I coulda had class. I coulda been a contender. I coulda been somebody, instead of a bum, which is what I am, let’s face it
Wait, whut?!
“....after an arbitrator ...”
It is also not unusual for “Arbitrators” to be bought and paid for like condoms and two bit whores.
1. The terminals at the Port of NY/NJ had tens of thousands of workers years ago. The International Longshoreman's Association (ILA) was one of the most powerful unions in the country at the time. At its peak, the ILA had more than 30,000 workers at the piers in NY/NJ.

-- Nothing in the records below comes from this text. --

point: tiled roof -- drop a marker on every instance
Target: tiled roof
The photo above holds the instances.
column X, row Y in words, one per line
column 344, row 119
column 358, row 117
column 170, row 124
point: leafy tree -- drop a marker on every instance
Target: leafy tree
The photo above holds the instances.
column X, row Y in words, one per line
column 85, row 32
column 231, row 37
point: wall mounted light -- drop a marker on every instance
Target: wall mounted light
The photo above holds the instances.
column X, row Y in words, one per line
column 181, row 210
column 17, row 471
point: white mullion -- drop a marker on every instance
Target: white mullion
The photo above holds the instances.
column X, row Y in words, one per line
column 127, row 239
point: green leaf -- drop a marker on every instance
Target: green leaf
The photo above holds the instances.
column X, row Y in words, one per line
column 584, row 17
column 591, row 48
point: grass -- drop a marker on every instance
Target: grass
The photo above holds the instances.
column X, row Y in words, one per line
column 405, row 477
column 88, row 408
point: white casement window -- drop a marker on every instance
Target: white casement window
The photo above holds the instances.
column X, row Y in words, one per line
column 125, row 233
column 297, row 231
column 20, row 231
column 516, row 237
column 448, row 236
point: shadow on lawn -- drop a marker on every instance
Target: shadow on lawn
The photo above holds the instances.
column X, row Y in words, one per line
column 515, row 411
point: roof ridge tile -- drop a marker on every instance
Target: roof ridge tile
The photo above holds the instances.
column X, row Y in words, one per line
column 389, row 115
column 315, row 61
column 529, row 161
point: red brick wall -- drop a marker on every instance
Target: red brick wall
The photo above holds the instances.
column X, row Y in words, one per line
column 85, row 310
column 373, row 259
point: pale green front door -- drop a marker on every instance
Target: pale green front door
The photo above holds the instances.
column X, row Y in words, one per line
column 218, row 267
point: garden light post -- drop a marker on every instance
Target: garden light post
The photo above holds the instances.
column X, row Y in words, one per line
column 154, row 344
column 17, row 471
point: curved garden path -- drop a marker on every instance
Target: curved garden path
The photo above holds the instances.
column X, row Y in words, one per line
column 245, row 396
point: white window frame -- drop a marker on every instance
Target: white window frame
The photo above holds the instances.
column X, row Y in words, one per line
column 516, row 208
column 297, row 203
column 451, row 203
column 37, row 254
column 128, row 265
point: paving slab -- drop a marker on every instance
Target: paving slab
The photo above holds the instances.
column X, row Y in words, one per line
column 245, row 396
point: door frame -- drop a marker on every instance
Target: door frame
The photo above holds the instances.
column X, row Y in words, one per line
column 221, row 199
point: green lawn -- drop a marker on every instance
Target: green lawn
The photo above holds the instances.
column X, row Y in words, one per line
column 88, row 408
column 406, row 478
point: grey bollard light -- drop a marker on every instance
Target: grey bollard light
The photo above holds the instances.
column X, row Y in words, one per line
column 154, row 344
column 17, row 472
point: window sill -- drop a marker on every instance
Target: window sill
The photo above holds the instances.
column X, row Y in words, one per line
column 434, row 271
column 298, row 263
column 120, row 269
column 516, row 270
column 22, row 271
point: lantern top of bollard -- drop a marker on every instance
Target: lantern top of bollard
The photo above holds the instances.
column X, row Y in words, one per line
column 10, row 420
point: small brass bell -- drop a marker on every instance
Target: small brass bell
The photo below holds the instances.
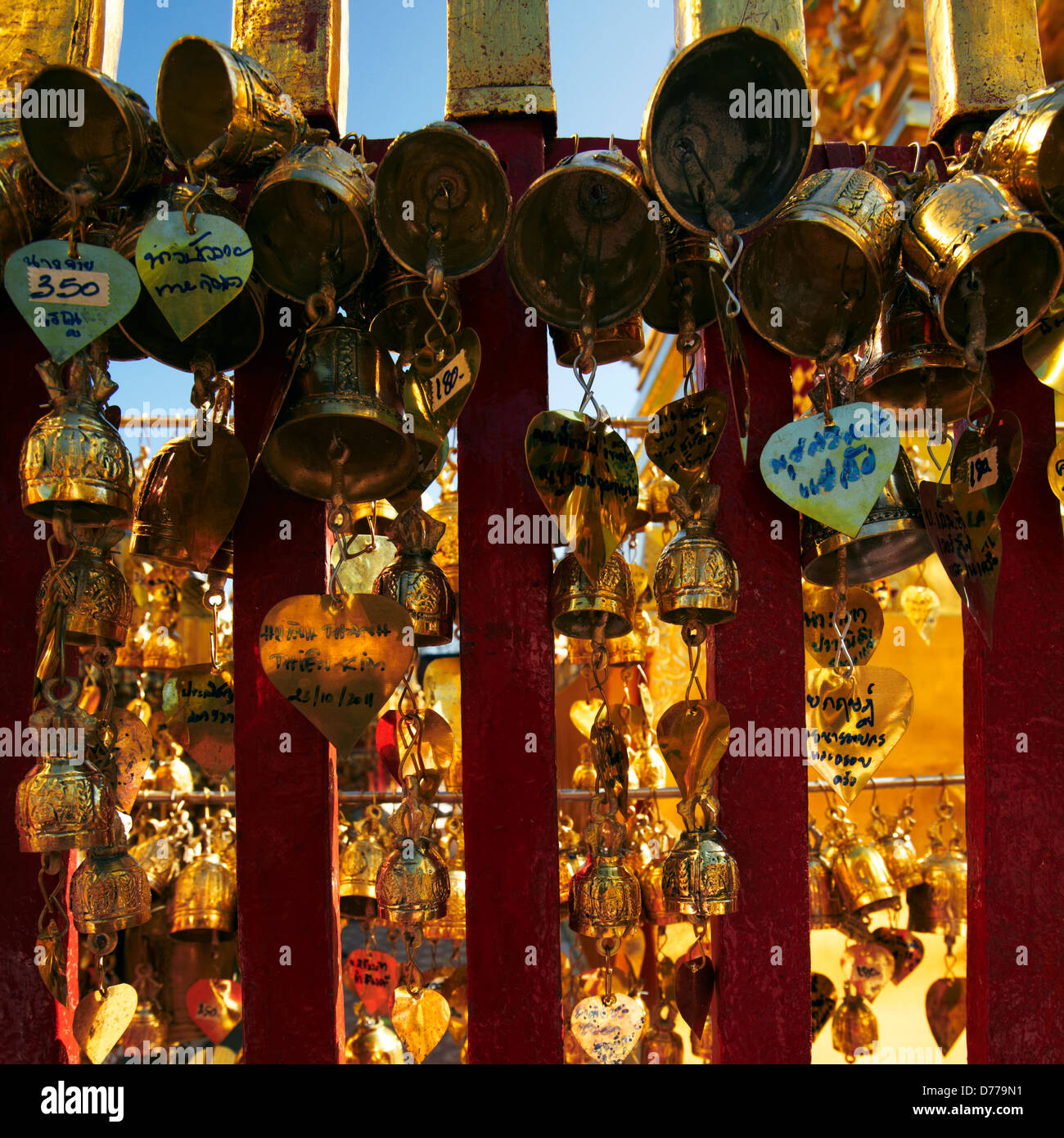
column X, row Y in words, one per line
column 968, row 228
column 854, row 1027
column 361, row 860
column 460, row 195
column 221, row 111
column 311, row 222
column 579, row 609
column 345, row 388
column 696, row 576
column 824, row 262
column 417, row 581
column 117, row 149
column 699, row 878
column 73, row 458
column 589, row 201
column 64, row 802
column 373, row 1044
column 892, row 539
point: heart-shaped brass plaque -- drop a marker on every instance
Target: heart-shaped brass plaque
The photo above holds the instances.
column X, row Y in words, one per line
column 336, row 662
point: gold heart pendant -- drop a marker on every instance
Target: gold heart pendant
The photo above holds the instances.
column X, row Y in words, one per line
column 337, row 662
column 854, row 724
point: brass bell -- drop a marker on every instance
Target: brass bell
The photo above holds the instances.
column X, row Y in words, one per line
column 311, row 222
column 910, row 365
column 713, row 169
column 892, row 537
column 579, row 609
column 854, row 1027
column 621, row 341
column 115, row 151
column 222, row 111
column 417, row 581
column 814, row 280
column 203, row 904
column 460, row 196
column 64, row 802
column 229, row 338
column 968, row 228
column 696, row 576
column 101, row 604
column 592, row 201
column 1022, row 151
column 699, row 878
column 73, row 458
column 345, row 388
column 361, row 860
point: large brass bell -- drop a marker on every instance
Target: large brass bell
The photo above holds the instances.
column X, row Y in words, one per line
column 971, row 227
column 116, row 149
column 460, row 201
column 345, row 388
column 910, row 365
column 64, row 802
column 231, row 337
column 580, row 609
column 222, row 111
column 311, row 222
column 696, row 576
column 714, row 169
column 73, row 458
column 592, row 201
column 892, row 537
column 814, row 280
column 416, row 580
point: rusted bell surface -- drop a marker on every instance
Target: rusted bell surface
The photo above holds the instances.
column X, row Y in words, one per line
column 110, row 892
column 346, row 387
column 115, row 151
column 231, row 337
column 309, row 215
column 972, row 224
column 222, row 111
column 460, row 195
column 813, row 282
column 909, row 365
column 579, row 607
column 892, row 537
column 204, row 901
column 1023, row 149
column 694, row 151
column 413, row 884
column 621, row 341
column 416, row 580
column 593, row 196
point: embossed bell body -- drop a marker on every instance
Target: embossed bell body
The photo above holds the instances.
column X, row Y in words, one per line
column 892, row 537
column 223, row 111
column 101, row 603
column 592, row 192
column 309, row 219
column 579, row 607
column 910, row 365
column 116, row 149
column 416, row 580
column 413, row 884
column 230, row 337
column 110, row 892
column 204, row 901
column 971, row 224
column 940, row 904
column 373, row 1044
column 814, row 280
column 346, row 387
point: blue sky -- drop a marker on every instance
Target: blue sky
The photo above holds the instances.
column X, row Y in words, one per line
column 606, row 58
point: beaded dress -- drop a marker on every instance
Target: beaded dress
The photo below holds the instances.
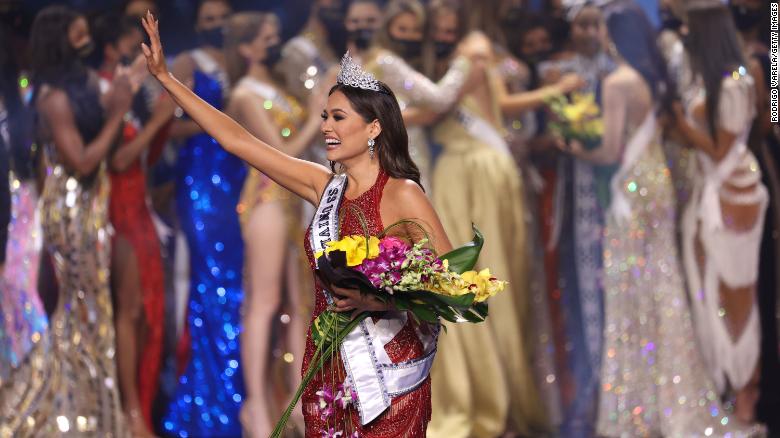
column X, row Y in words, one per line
column 209, row 182
column 412, row 88
column 71, row 389
column 132, row 221
column 653, row 379
column 722, row 230
column 409, row 413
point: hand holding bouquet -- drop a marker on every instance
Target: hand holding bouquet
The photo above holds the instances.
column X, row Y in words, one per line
column 578, row 118
column 410, row 277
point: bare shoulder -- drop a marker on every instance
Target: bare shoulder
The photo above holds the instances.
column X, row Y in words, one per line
column 405, row 199
column 404, row 192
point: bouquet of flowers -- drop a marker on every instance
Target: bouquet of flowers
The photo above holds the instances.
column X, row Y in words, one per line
column 411, row 276
column 578, row 118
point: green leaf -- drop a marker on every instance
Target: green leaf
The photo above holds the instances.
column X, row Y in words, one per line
column 464, row 258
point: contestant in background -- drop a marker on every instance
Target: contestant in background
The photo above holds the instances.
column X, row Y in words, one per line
column 476, row 180
column 72, row 389
column 24, row 330
column 209, row 182
column 363, row 19
column 395, row 58
column 136, row 271
column 270, row 221
column 653, row 379
column 724, row 220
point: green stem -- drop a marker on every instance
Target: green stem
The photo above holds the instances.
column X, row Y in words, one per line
column 314, row 366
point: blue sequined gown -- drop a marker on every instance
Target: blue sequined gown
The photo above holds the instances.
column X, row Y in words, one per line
column 209, row 183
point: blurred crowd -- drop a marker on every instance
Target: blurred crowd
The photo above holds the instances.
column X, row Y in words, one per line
column 153, row 284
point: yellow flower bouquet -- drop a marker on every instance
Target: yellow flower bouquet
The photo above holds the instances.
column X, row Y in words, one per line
column 577, row 118
column 411, row 276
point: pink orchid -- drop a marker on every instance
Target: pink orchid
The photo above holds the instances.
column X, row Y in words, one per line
column 390, row 243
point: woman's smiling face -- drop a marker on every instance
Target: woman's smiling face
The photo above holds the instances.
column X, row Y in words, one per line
column 346, row 132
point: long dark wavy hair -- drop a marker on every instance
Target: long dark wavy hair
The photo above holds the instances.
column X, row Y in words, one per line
column 392, row 144
column 52, row 58
column 715, row 51
column 635, row 40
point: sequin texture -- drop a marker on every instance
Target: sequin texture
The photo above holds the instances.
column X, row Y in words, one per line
column 209, row 183
column 653, row 379
column 409, row 414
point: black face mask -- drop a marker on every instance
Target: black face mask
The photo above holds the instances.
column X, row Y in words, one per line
column 443, row 49
column 272, row 55
column 669, row 20
column 745, row 18
column 85, row 50
column 362, row 37
column 212, row 37
column 408, row 48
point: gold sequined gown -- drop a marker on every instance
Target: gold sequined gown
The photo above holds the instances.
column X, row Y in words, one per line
column 71, row 390
column 653, row 379
column 482, row 378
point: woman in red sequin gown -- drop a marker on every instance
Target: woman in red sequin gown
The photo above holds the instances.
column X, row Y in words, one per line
column 136, row 262
column 366, row 141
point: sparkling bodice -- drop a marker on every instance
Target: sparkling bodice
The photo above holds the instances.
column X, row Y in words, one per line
column 409, row 413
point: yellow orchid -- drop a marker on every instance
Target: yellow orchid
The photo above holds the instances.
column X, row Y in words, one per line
column 484, row 285
column 355, row 248
column 582, row 107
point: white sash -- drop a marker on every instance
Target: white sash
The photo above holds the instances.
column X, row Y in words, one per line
column 714, row 176
column 482, row 130
column 619, row 205
column 370, row 372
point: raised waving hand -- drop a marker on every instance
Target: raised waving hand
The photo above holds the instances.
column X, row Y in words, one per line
column 303, row 178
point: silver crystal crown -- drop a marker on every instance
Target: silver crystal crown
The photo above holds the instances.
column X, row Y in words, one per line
column 352, row 75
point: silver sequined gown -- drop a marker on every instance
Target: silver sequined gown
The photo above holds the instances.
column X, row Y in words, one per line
column 654, row 382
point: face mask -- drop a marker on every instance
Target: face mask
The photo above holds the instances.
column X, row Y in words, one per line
column 513, row 16
column 332, row 17
column 669, row 20
column 212, row 37
column 443, row 49
column 409, row 48
column 536, row 58
column 362, row 37
column 272, row 55
column 745, row 18
column 125, row 60
column 85, row 50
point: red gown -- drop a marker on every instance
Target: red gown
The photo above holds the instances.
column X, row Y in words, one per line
column 409, row 414
column 132, row 221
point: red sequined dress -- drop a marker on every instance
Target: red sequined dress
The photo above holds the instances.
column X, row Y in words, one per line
column 409, row 414
column 132, row 221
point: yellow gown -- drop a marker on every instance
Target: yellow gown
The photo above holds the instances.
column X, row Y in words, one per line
column 287, row 115
column 482, row 377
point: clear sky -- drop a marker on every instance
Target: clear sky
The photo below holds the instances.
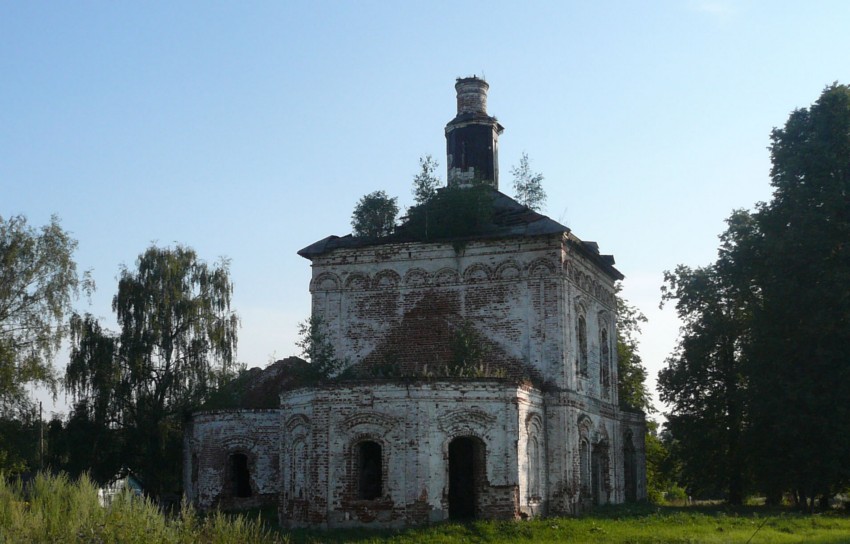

2. Starting around the 1970s, the Port began looking to impose layoffs to reduce costs and make NY/NJ more competitive with other East Coast ports that were starting to draw market share down south to Baltimore, Norfolk, Charleston, Savannah, etc.
3. After a protracted labor battle the two sides came to an interesting agreement. The ILA agreed to reduce the on-site workforce dramatically, with a plan in place to reduce it even further through attrition. The Port agreed to a small number of actual layoffs, and agreed to keep paying wages to many of the ILA workers who were removed from the on-site workforce but kept on the payroll. These ILA members basically got paid to stay home.
4. The Port actually saved a pile of money almost immediately, even though they were paying thousands of workers not to work. The elimination of on-site staff resulted in a dramatic reduction of theft on the piers that more than offset the wages paid to non-working ILA members.
5. Today there are fewer than 3,000 ILA members left at the Port of NY/NJ. The marine terminals are highly automated, and the biggest problem they now face is getting enough skilled workers to fill some of the positions on the piers.
Go figure. Everything is a racket these days, it seems.
I’ll not wash trucks for half as much.
I’d rather see a Governor who tells the unions at the ports to go jump in the brink. It’s common in the industry to be paid half a million for not showing up for your job, is not an excuse the taxpayers should accept on any day of the week. It’s stealing.
Good deal to have The Don at your back.